E Dick tinha razão, pois outros suicídios tinham ocorrido naquele clube, sempre de ricaços inexperientes e recém-chegados a Nova York, que perdiam toda a fortuna no jogo, assinavam uma promissória e se matavam em seguida. E a polícia sem desconfiar de nada... mas nem há mistério de fato, já que desde o princípio o autor revela as tortuosidades do clube.
Na sequência, porém, Dick já não se revela tão esperto, pois cai facilmente numa armadilha dos bandidos e só se safa porque estes cometem um descuido.
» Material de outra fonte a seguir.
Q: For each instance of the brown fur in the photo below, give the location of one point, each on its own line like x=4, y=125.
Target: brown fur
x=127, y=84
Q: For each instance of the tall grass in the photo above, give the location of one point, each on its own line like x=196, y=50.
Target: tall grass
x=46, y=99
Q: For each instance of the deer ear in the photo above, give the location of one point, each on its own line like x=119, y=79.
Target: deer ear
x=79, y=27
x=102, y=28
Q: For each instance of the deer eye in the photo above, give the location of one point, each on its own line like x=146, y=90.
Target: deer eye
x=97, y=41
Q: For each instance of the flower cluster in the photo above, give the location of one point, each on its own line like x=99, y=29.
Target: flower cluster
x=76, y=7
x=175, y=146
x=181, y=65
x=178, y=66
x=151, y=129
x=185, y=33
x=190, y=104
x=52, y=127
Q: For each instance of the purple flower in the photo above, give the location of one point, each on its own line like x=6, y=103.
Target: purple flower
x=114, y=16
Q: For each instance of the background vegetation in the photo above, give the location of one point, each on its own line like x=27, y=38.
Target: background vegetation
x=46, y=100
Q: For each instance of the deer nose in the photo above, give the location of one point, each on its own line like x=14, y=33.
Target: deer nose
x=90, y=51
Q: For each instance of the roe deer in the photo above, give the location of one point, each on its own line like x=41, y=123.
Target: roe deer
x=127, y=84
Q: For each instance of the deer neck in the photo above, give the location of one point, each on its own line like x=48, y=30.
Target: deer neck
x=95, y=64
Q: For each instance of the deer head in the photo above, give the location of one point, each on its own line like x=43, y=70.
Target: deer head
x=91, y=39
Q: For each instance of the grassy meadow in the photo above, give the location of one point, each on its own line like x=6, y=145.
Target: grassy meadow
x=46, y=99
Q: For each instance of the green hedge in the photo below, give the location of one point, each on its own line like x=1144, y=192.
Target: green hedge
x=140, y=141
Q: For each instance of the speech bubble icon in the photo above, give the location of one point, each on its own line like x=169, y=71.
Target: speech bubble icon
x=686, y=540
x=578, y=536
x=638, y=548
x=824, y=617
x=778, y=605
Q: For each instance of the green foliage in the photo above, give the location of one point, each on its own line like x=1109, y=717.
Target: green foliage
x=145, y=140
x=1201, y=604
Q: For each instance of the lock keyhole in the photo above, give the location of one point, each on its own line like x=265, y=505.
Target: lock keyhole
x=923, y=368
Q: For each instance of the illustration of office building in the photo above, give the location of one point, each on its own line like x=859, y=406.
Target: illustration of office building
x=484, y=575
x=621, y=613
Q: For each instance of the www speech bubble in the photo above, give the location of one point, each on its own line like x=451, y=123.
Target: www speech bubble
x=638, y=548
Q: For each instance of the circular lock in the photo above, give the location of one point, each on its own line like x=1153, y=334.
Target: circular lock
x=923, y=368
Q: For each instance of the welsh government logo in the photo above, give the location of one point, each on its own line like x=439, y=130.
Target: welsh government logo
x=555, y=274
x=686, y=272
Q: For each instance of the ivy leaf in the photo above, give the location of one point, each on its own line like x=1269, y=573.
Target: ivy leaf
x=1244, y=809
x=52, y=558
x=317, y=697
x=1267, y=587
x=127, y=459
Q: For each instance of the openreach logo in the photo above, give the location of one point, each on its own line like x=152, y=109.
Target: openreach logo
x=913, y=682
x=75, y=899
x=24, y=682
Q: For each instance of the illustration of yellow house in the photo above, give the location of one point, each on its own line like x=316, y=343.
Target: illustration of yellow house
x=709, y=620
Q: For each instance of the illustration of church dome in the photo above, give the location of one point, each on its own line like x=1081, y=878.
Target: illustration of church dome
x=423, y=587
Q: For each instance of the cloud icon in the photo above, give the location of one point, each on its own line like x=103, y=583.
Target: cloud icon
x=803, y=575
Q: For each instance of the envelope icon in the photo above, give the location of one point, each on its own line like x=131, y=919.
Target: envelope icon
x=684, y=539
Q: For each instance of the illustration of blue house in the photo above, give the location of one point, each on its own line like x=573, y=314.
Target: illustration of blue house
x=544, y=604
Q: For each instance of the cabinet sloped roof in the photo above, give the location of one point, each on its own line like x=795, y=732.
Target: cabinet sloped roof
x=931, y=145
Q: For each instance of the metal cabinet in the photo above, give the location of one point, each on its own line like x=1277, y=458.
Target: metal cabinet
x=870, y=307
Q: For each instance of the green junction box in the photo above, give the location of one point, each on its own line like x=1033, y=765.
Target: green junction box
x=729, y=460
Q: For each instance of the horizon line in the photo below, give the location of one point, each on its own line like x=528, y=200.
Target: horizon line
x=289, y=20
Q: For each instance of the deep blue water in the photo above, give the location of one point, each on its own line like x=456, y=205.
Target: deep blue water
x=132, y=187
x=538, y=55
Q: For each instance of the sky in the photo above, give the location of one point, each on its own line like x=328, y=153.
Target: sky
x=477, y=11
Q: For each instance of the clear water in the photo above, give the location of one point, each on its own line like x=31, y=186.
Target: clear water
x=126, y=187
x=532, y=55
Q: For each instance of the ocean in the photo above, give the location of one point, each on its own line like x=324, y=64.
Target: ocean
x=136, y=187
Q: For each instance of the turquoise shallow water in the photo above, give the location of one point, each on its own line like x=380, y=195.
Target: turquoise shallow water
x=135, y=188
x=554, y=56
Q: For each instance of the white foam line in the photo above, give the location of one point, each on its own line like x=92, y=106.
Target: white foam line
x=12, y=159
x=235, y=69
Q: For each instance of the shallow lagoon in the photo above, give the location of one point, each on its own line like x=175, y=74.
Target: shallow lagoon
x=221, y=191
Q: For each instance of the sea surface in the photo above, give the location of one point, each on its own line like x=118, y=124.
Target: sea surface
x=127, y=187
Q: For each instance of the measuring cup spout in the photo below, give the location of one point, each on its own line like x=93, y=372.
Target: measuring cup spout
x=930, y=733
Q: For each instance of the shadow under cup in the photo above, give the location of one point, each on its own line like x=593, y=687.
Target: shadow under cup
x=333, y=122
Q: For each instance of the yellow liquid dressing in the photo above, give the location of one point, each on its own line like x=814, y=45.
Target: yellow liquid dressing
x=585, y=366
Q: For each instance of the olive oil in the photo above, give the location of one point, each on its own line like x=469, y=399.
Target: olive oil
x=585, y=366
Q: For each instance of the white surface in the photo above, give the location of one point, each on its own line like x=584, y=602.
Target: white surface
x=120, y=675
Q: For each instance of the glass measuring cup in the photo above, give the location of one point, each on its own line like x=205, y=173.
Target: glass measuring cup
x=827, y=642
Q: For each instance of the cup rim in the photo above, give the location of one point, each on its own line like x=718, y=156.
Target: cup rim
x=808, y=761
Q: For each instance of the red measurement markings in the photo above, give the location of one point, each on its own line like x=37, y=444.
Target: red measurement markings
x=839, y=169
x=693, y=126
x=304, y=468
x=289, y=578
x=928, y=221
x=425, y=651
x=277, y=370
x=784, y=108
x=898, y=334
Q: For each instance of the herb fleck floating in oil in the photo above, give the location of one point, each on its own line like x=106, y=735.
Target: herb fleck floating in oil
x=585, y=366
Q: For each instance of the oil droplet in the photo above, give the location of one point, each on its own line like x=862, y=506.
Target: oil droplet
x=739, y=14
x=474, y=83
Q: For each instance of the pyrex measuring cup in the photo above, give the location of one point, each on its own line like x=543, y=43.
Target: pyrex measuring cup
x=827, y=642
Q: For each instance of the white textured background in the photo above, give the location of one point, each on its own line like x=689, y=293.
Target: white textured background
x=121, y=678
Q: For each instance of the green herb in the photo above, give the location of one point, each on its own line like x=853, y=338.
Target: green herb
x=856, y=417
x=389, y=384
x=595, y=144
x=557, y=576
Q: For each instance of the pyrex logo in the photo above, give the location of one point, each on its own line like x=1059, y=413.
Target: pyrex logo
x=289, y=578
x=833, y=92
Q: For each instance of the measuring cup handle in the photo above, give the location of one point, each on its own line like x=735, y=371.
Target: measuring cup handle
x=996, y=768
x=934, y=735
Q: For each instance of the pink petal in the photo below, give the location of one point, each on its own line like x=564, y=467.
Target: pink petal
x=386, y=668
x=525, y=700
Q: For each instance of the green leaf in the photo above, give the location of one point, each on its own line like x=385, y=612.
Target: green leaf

A falar a verdade não há grande mistério na história, pois a chave de tudo é dada no início. Um cassino é explorado por um gangster sem-vergonha, conhecido como o Big Benton. Gray é um dos seus principais auxiliares. Eles descobrem novos-ricos ingênuos que chegam à cidade e os aliciam, atraindo-os para o clube de jogatina, iludidos pela ambição de ganhar mais dinheiro. Deixam que eles ganhem a princípio; depois, quando a volúpia do jogo já não os deixa raciocinar, levam-nos à ruína... e os matam para simular suicídio, depois que assinam uma gorda promissória.
A trama é algo perfunctória, pois criminosos inteligentes não iriam se expor tanto repetindo sistematicamente o mesmo golpe que incluía assassinato, como se cada ricaço arruinado estivesse sempre armado de revólver; nem iriam aprisionar Dick Peter só por identificá-lo sob o disfarce, pretendendo matá-lo depois, ao contrário iriam ser mais cuidadosos e desistir do golpe então em andamento (contra uma mulher). Além dessas fragilidades de enrêdo nota-se também a má revisão do texto, que está cheio de erros (exemplo, pg. 8: “dois cavalheiros mantem animada palestra sentado a uma mesinha).
Aesar de tudo é uma história na média dos contos detetivescos que saíam em revistas como Meia-Noite, X-9 e Ellery Queen, dá para ler sem esforço embora Dick Peter não tenha o charme de um Nero Wolfe, Perry Mason ou Simon Templar. A narrativa, o enrêdo e os diálogos são medianos.
A brochura tem todo o aspecto de edição popular, inclusive o papel barato. Embora “O clube da morte” seja o n° 1 da coleção, cronologicamente não dá início às aventuras de Dick Peter (aventuras mais físicas, com boa dose de violência, que cerebrais), pois há menção de “A febre verde”, outro volume.
Hoje em dia Dick Peter é um personagem esquecido pela mídia.

Rio de Janeiro, 2 a 4 de abril de 2004.